BRUXELLES – L’Union européenne est profondément divisée sur la manière de réagir aux violations présumées des droits de l’homme commises par Israël dans la bande de Gaza, selon les discussions qui ont eu lieu lundi à Bruxelles entre les ministres des Affaires étrangères du bloc. Un rapport interne de l’UE, révélé la semaine dernière, évoque des « indications » de manquements aux obligations d’Israël en matière de droits humains, au titre de l’accord d’association qui régit ses relations avec l’Union.

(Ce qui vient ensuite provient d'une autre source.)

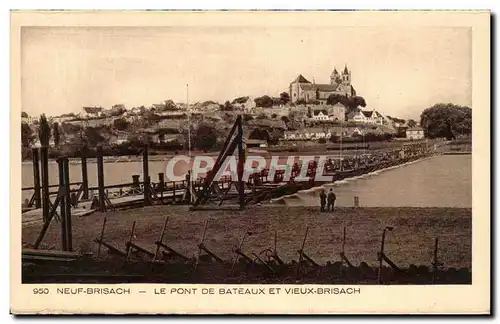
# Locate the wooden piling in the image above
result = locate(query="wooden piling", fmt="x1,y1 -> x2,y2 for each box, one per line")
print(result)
297,226 -> 309,277
62,158 -> 73,252
97,147 -> 106,213
40,146 -> 50,222
153,216 -> 169,262
32,148 -> 42,208
142,144 -> 151,206
172,181 -> 176,204
238,118 -> 245,209
125,221 -> 135,262
158,172 -> 164,203
81,150 -> 89,199
57,158 -> 68,251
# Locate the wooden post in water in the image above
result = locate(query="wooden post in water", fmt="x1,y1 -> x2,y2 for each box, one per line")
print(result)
238,119 -> 245,209
97,147 -> 106,213
40,146 -> 50,222
172,181 -> 175,204
142,144 -> 151,206
63,158 -> 73,252
81,150 -> 89,199
32,148 -> 42,208
57,158 -> 69,251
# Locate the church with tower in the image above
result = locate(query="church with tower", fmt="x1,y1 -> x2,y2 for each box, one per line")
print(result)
289,65 -> 356,103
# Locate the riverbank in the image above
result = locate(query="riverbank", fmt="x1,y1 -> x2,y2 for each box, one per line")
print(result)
22,206 -> 472,282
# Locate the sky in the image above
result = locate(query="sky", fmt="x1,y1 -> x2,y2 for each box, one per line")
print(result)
21,26 -> 472,119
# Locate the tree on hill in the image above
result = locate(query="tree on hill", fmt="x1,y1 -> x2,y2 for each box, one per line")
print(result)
307,107 -> 312,118
21,123 -> 35,147
254,95 -> 273,108
420,103 -> 472,139
243,114 -> 253,122
38,114 -> 51,147
280,92 -> 290,105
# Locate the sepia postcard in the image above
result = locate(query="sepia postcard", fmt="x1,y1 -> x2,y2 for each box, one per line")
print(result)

La cheffe de la diplomatie européenne, Kaja Kallas, a déclaré qu’elle engagerait un dialogue avec Israël à ce sujet, en insistant sur la nécessité de concentrer les efforts sur l’amélioration de la situation humanitaire sur le terrain. Elle a précisé qu’elle reviendrait sur la question en juillet si aucun progrès tangible n’était constaté d’ici là.
Le rapport de l’UE met en lumière plusieurs préoccupations majeures, notamment les restrictions à l’aide humanitaire, les frappes contre des hôpitaux, les déplacements forcés de population, ainsi que la responsabilité limitée des acteurs militaires. La situation en Cisjordanie est également abordée, avec un accent sur les violences croissantes de colons israéliens.
Le ministère israélien des Affaires étrangères a catégoriquement rejeté le contenu du rapport, le qualifiant d’« échec moral et méthodologique », dénonçant ce qu’il perçoit comme un biais structurel dans les évaluations européennes.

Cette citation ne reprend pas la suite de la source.